Something I thought about while I was dating, was just how many options I had. Leaving aside the self-esteem issues I had to overcome, once I was through the “who the hell would date me?” stage, I came to realise that I did indeed have options, and that there was no rush to finding someone. This week, while (as I occasionally do) stumbling through the superb dating blog And That’s Why You’re Single, I came across this interesting piece about the disservice that women are doing themselves and inadvertently giving men the upper hand.
Reading it, and slightly related to the last article I published, it made me realise once again that the field has been levelled for online dating to a certain degree, and men are now at an advantage in a way we never would have been before. This may not ring true with men who have had or are having very little luck at the moment, but without too many social pressures to get married for men, coupled with many women hanging on and hanging on to the point they do themselves a disservice in clinging to an unattainable fantasy… sorry, I mean they “won’t settle”… we have all the time in the world.
When a man hits his thirties, generally his value goes up. He probably has a secure job, has passed out of education, is stable, has probably broadened his horizons through travel and other experience and has a lot of qualities that will make him attractive as a person. He is generally happy in himself and can take his time to choose the woman or women he wants to date – he is in no rush for a relationship or for marriage and sees very little benefit to the latter.

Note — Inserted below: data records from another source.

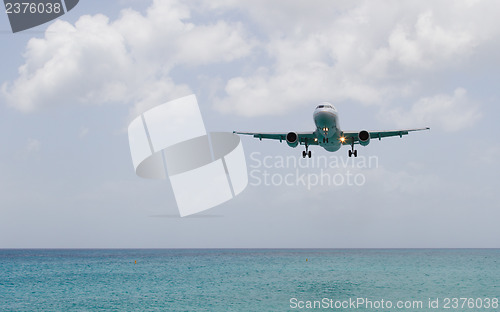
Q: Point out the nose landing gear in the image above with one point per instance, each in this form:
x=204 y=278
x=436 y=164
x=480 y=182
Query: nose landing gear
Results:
x=306 y=152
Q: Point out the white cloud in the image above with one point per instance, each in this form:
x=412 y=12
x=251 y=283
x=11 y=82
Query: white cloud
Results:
x=366 y=51
x=448 y=112
x=99 y=61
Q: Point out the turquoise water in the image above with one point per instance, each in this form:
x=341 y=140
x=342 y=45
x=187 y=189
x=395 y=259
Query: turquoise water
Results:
x=243 y=280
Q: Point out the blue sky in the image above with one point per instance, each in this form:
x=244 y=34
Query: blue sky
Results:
x=69 y=88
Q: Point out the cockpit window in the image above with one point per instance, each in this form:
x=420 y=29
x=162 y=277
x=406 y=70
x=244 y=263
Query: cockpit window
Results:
x=325 y=106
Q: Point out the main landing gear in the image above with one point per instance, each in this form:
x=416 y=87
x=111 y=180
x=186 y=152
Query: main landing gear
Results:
x=306 y=152
x=352 y=151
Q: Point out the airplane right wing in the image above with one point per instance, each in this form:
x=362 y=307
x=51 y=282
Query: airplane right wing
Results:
x=302 y=137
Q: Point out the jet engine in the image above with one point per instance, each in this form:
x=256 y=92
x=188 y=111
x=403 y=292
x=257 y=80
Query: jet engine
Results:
x=292 y=139
x=364 y=137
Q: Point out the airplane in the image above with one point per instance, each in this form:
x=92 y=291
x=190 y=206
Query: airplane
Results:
x=328 y=133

Women on the other hand, hit their thirties and realise they may only have a few years left of fertility yet so many carry on as they would have done in their teens and 20s, spurning all comers bar the best looking, richest and tallest. They are all clinging on for the same man: over 6′, with muscles and a high salary. The thing is, those men are not only few and far between that they can pick and choose – they can string them along for as long as they like. This has always been the case but online dating opens it up a lot more and they’ll have even more options than they did before. These men are in demand, are now in greater demand… and they know it. You call these men players, but it is women that enable this behaviour. This is how women are giving those men the upper hand.

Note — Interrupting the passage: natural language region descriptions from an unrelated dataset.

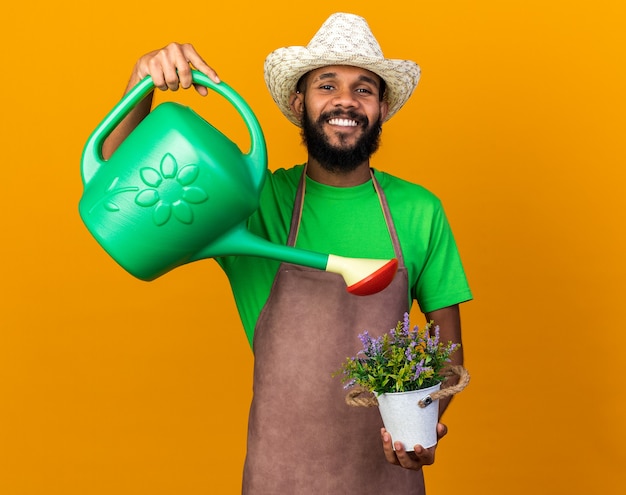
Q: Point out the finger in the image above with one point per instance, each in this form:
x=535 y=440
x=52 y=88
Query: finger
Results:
x=194 y=58
x=442 y=431
x=414 y=460
x=390 y=455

So what about the rest of us?
Nothing has really changed though some may find they have a few more options. I was probably lucky that my education level worked in my favour – even though I am not rich – and the fact that my marriage broke down relatively young (mid 30s) . I am probably also lucky that despite now being less than 6 months off of 40, I look younger than my age. Men don’t flatter each other in that way, and we don’t look for compliments about it either, but both male and friends have been surprised in the past that I am not at least five years younger than I am. I’m probably fortunate that I have no children (though not wanting them goes against me).

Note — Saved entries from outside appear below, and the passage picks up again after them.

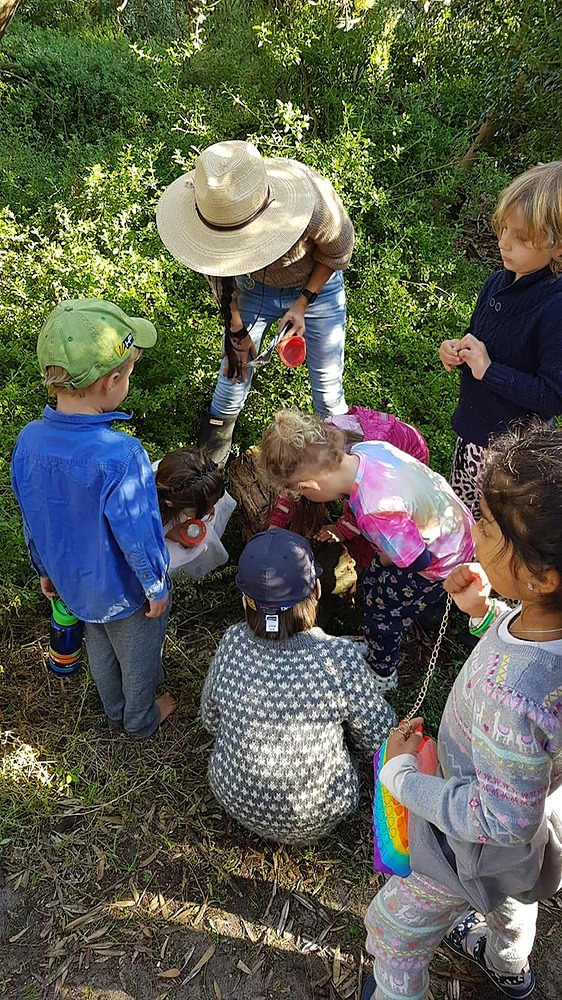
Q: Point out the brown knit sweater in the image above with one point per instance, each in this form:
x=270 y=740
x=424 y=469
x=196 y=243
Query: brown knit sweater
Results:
x=328 y=239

For most men, the reality is that they will struggle to get dates. Though some undoubtedly are clinging to similar stereotypical fantasies that I accuse women of here (the 25 year old blonde model with skyscraper legs referred to in a previous post), a large number are being rejected by women who are in their age and education range and otherwise in their “league”.
So no, though the playing field is more level than it was before men still do not have the upper hand in dating – those who always had the upper hand will continue to experience that success and may even have a wider pool to choose from. All it means is that the most highly sought after men are even more sought after than they were before.